Schachzeitung JugendSchach Ausgabe 12 2018

Das sind aufregende Wochen für uns Schachspieler, in denen man kaum hinterherkommt, so viele Höhepunkte jagen einander.

Da war zum einen in Dresden die erste Weltmeisterschaft für Mannschaften der Schachspieler mit Beeinträchtigungen. Drei Weltmeisterschaften im Einzel hatten die rührigen Dresdner Organisatoren in den letzten Jahren schon organisiert, nun trauten sie sich mit ihrem Schatz an Erfahrungen an eine Mannschaftsmeisterschaft heran. Und deutsche Teams waren mit am Start, darunter auch eine Jugendmannschaft, die auch prompt in der Kategorie Jugend den WM-Titel holte.

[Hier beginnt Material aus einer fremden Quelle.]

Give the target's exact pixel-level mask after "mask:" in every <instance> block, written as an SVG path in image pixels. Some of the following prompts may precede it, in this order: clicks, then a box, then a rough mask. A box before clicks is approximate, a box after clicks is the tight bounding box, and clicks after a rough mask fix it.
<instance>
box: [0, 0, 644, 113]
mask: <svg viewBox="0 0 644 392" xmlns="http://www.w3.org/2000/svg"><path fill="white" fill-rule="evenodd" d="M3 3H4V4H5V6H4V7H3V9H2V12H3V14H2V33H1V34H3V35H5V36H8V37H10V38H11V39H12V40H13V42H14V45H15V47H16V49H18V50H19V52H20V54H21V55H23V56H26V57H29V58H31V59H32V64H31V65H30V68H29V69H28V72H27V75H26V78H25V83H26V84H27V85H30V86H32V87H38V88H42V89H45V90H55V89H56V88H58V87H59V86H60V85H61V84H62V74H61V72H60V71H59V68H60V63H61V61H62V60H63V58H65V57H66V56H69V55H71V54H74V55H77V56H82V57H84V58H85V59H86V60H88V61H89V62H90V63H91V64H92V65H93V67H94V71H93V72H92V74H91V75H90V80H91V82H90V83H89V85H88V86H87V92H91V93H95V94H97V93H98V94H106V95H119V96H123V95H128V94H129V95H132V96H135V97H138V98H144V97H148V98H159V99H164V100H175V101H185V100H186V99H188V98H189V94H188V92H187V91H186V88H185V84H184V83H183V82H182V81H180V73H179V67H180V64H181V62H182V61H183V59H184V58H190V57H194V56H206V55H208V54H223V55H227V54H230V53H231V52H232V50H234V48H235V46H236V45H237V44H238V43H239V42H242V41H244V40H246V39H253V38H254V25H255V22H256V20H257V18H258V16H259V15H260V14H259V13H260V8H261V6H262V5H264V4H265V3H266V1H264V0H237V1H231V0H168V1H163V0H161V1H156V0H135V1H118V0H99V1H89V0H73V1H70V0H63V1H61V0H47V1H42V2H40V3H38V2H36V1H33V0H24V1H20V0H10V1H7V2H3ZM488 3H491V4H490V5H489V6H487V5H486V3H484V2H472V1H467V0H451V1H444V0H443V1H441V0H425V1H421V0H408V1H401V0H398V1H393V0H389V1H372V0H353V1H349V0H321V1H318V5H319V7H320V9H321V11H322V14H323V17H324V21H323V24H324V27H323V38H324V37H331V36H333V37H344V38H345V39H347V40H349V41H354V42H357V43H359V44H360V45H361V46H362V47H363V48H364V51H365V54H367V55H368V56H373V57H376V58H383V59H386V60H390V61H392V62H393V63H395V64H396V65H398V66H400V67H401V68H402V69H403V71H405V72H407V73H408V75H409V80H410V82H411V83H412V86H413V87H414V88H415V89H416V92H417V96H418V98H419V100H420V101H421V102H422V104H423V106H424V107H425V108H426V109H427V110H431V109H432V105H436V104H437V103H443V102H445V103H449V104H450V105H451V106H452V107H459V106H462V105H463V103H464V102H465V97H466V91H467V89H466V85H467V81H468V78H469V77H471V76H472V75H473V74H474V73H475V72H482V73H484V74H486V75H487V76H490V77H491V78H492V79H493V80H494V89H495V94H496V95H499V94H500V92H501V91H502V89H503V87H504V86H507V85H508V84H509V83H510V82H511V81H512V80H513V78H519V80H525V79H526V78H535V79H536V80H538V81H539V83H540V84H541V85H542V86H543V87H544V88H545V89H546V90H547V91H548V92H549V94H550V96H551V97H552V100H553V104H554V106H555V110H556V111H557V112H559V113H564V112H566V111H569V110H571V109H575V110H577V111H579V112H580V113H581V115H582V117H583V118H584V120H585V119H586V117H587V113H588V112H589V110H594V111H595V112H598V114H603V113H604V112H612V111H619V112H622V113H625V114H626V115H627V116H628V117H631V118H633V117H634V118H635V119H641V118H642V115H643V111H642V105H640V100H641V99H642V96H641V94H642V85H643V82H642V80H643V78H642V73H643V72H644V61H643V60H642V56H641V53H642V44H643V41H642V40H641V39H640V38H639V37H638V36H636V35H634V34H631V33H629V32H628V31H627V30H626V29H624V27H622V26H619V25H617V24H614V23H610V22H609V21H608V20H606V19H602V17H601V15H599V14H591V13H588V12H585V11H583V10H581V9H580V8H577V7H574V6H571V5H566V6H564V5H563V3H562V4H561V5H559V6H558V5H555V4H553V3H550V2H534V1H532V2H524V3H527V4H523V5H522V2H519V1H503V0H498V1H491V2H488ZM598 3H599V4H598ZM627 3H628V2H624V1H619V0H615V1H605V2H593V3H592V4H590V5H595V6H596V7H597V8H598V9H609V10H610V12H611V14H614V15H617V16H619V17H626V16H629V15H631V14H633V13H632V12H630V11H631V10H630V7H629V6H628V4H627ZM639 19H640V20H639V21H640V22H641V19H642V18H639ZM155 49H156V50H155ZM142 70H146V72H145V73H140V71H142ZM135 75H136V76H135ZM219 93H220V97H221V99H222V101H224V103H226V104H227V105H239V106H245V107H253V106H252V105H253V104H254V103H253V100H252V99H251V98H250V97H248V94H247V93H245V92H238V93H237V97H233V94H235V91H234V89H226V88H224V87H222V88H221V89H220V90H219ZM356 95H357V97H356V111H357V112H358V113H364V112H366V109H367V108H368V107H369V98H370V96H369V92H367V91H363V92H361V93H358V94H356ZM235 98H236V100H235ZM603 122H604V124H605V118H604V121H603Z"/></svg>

Doch das eigentlich wichtige an der Veranstaltung ist das, was der deutsche Betreuer Andreas Vinke schreibt:
„Schach ist ein wunderbarer Sport und gerade wir haben die Möglichkeit, behinderten Sportlern – insbesondere auch Kindern und Jugendlichen – ein Stück Normalität zu vermitteln, was zur Ausbildung eines gesunden Selbstbewusstseins beiträgt. Diese Möglichkeit sollte zukünftig noch stärker ausgeschöpft werden – darin waren sich Thomas Luther und der Berichterstatter in Gesprächen einig.“
Die nächste Mannschafts-WM für Menschen mit Beeinträchtigungen findet in Dresden in zwei Jahren statt. Nutzen wir sie noch intensiver, wie Thomas Luther fordert!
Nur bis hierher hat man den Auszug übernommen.